Page 14 of Mismatched Mates

“But he won’t like the fact I’m a bear, I’m guessing.”

I smiled wider. “Precisely.”

“Ah.”

“Sounds like we both want the same things.”

She brought the wine to her lips and sipped. “Sounds like we do,” she murmured, her voice lowering into an timber entirely too sensual for a public place. But before I could reply in kind, the server returned with our orders. Steak for us both. This wasn’t an only-order-salad-on-a-date kind of woman.

I respected it.

“So,” she said as she cut into her t-bone. “We need rules.”

Of course. She thrived on following strict rules, and despite myself, I found it delicious. “Such as?”

“We need to let people see us together. Before the gala and wedding. When’s your gala, by the way?”

“Two weeks. When’s the wedding?”

“A month.”

A month. I could handle a fake relationship for a month. Especially if there were only a handful of events we needed to be seen at.

“We’ll need to be seen together before the wedding,” she went on, toying with the words as she said them, as though wondering about their necessity. “Not loads, but enough that the relationship feels authentic.

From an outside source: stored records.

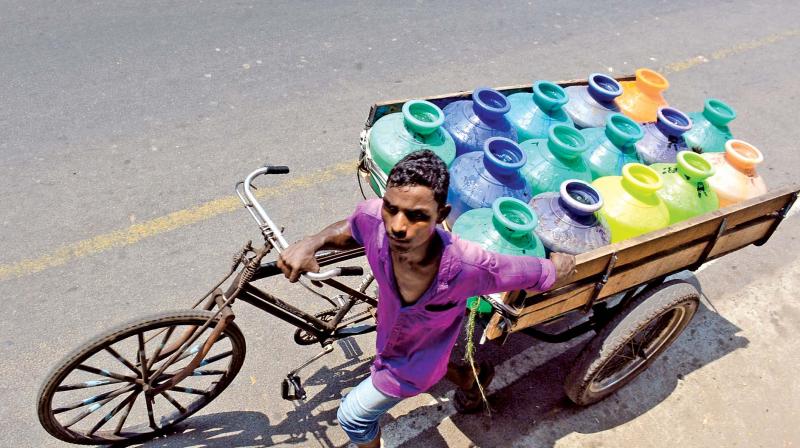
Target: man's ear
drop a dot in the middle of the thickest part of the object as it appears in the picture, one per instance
(444, 212)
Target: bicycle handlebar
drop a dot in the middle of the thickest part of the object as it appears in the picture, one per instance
(271, 232)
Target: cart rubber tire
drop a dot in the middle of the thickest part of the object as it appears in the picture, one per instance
(92, 346)
(675, 301)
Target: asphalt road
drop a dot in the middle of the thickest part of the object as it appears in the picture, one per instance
(124, 126)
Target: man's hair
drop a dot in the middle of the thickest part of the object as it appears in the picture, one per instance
(422, 168)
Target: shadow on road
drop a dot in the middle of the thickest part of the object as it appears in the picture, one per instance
(536, 404)
(306, 425)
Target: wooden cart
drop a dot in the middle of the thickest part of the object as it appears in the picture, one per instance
(620, 291)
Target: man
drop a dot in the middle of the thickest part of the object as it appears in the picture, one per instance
(424, 276)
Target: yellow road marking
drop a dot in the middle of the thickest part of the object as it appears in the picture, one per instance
(723, 53)
(162, 224)
(182, 218)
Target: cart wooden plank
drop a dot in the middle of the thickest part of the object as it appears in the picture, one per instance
(387, 107)
(685, 245)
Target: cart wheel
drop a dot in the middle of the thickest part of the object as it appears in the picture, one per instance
(631, 341)
(103, 391)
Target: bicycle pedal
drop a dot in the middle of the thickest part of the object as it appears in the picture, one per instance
(291, 389)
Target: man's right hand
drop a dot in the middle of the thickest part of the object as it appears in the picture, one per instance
(299, 258)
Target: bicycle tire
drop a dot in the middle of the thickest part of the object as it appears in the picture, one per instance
(97, 346)
(605, 365)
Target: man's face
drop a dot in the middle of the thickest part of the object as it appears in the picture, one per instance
(410, 214)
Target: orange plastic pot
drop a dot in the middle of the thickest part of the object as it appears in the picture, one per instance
(736, 178)
(641, 98)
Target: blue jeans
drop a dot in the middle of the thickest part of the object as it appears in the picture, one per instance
(361, 409)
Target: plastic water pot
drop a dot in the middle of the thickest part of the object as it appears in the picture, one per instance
(417, 127)
(589, 106)
(553, 160)
(613, 147)
(477, 179)
(507, 228)
(710, 127)
(471, 123)
(631, 206)
(663, 139)
(567, 221)
(641, 98)
(532, 114)
(686, 192)
(736, 179)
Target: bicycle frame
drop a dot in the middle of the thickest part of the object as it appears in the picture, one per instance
(295, 316)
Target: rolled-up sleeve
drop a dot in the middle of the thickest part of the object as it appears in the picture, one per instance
(362, 221)
(500, 273)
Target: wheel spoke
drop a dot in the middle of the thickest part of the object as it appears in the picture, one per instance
(189, 390)
(122, 359)
(199, 372)
(173, 402)
(142, 357)
(93, 400)
(125, 413)
(160, 347)
(107, 374)
(113, 412)
(215, 358)
(148, 399)
(86, 384)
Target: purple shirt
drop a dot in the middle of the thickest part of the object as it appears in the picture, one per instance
(414, 342)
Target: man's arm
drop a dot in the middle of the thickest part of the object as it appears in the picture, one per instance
(509, 272)
(300, 256)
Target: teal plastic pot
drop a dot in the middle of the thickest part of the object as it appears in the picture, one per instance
(613, 147)
(553, 160)
(417, 127)
(532, 114)
(507, 228)
(710, 130)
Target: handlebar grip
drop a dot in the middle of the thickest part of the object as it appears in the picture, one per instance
(277, 169)
(351, 271)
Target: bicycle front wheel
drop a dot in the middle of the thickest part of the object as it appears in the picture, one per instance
(105, 391)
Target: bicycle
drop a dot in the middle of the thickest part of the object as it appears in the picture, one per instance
(178, 362)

My ex still lives in Pine River, and he’ll hear everything that’s going on. If we were to meet him…”She pursed her lips but her eyes brimmed with sudden mischief that made me like her more. “Well, you’d just have to pretend to be madly in love with me.”

“Challenge accepted.”

“He’ll be so mad, this entire farce would be worth it for that alone.”

“Charming. Happy to deliver so much value,” I said.

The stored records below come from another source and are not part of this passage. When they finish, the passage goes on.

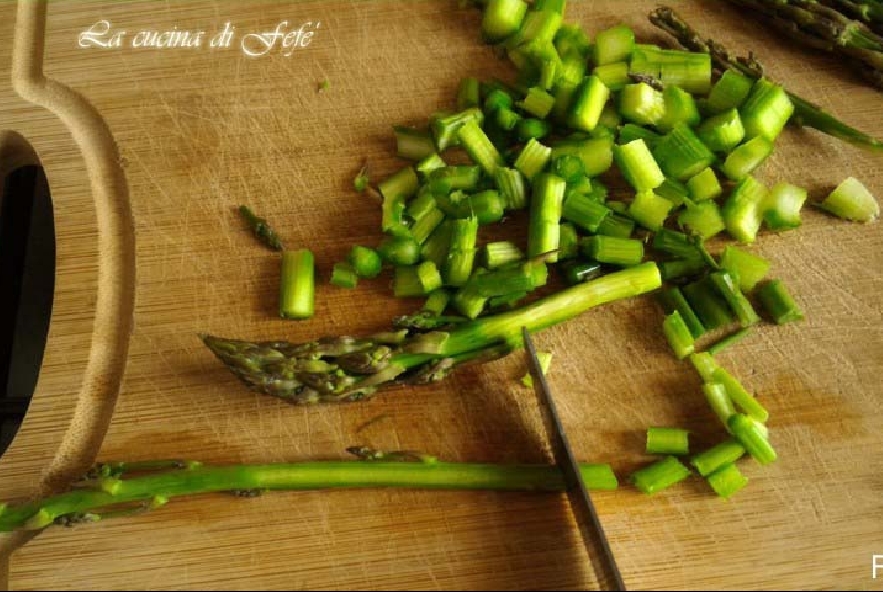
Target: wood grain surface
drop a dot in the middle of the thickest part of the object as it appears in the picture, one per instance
(149, 151)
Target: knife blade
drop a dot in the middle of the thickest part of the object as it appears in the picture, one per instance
(594, 538)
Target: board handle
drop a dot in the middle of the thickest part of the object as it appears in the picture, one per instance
(114, 298)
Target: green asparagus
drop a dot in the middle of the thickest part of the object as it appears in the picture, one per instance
(805, 113)
(108, 490)
(346, 369)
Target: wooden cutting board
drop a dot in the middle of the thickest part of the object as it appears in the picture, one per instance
(149, 151)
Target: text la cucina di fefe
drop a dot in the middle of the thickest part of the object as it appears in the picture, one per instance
(285, 38)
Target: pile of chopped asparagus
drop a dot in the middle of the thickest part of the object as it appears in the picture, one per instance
(688, 132)
(626, 158)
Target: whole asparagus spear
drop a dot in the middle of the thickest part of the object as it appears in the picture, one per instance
(805, 113)
(105, 494)
(869, 12)
(261, 229)
(822, 27)
(345, 369)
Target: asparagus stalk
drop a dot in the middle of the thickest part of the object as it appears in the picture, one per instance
(805, 113)
(869, 12)
(261, 229)
(105, 494)
(345, 369)
(824, 28)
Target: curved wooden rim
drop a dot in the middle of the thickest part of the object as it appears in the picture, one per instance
(116, 260)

“Anything you want to put on the contract?”

“Contract?”

“You don’t think I’m going to enter into a fake relationship without a contract, do you?” She snorted like this should’ve been obvious. “We need defined terms and acceptable conduct, an established end date, and we both need to sign it.”

“This sounds like you’ve done this before.”

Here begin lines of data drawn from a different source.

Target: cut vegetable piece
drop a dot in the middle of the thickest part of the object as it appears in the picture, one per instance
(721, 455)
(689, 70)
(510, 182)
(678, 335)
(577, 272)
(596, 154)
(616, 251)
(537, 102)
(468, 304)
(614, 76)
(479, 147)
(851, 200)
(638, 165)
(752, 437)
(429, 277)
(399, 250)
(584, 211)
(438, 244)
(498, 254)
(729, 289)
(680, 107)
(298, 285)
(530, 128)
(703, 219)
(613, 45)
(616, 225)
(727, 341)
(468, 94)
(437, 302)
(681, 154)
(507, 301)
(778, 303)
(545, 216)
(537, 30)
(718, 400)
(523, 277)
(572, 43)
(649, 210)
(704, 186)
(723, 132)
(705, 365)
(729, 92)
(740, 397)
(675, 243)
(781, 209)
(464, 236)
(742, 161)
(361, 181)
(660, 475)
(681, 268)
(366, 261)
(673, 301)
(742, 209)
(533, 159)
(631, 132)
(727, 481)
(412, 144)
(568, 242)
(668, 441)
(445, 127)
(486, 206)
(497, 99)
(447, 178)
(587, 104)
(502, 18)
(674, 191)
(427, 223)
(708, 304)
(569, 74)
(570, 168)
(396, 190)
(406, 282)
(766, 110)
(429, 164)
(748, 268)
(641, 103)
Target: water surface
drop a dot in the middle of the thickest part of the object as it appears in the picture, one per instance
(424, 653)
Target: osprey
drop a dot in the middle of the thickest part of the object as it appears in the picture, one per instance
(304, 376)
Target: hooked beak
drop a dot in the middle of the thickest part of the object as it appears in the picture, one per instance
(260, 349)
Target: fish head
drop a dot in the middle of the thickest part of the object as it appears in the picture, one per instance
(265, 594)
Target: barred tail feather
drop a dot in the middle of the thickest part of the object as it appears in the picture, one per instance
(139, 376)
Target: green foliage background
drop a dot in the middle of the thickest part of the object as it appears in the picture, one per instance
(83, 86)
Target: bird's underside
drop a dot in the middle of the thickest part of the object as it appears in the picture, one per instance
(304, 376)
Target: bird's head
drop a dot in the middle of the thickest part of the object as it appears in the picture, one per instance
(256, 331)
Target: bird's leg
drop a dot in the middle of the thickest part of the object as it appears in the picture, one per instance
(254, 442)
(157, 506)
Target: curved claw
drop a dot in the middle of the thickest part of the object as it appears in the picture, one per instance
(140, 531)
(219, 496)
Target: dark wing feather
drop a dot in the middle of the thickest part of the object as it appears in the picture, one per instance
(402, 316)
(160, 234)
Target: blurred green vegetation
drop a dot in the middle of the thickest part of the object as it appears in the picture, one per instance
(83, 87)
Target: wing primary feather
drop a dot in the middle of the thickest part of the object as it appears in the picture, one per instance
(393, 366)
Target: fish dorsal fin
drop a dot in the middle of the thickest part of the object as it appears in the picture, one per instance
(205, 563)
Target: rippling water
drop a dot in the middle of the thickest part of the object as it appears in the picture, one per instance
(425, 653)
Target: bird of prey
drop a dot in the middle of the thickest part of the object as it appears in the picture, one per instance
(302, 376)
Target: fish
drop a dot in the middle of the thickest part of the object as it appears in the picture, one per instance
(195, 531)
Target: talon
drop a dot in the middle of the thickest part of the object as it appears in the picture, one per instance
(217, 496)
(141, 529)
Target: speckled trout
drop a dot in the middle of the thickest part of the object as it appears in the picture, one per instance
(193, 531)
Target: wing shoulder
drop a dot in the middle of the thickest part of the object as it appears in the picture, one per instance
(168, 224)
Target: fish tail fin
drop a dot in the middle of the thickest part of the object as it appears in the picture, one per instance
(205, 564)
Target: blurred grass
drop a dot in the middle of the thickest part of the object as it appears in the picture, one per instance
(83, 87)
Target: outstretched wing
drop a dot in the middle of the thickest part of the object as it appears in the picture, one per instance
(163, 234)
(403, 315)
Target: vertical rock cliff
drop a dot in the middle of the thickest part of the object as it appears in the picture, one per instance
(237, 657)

Rolling those expressive doe-eyes, she took a napkin from the table and dug in her bag for a pen. “Any business woman knows never to commit to something without a contract,” she said, cursing when the napkin—unsurprisingly—proved to be awkward to write on. “Any other necessary sightings on your end?”

“Just one where someone takes a photo of me.” I waggled my eyebrows at her. “Shouldn’t be too much of a problem. So long as they sell it and someone prints it.”

“Right. Physical contact?”

“Up to you.”

She chewed the lid of her pen as she thought. “We have to make it believable. A kiss should be adequate to sell the relationship.”

“Works for me,” I agreed, and my wolf hummed with pleasure. Kissing her would not be a problem.

“There,” she said, shoving the napkin toward me. “I’ve signed it.”

I printed and signed my name beside hers. She’d put the end date as the day after the wedding, I presumed. “Done.”

JANE

The candlelight flickered across Grant's face, softening the sharp angles of his jaw. I took another sip of my wine, letting the flavor roll over my tongue as I studied him.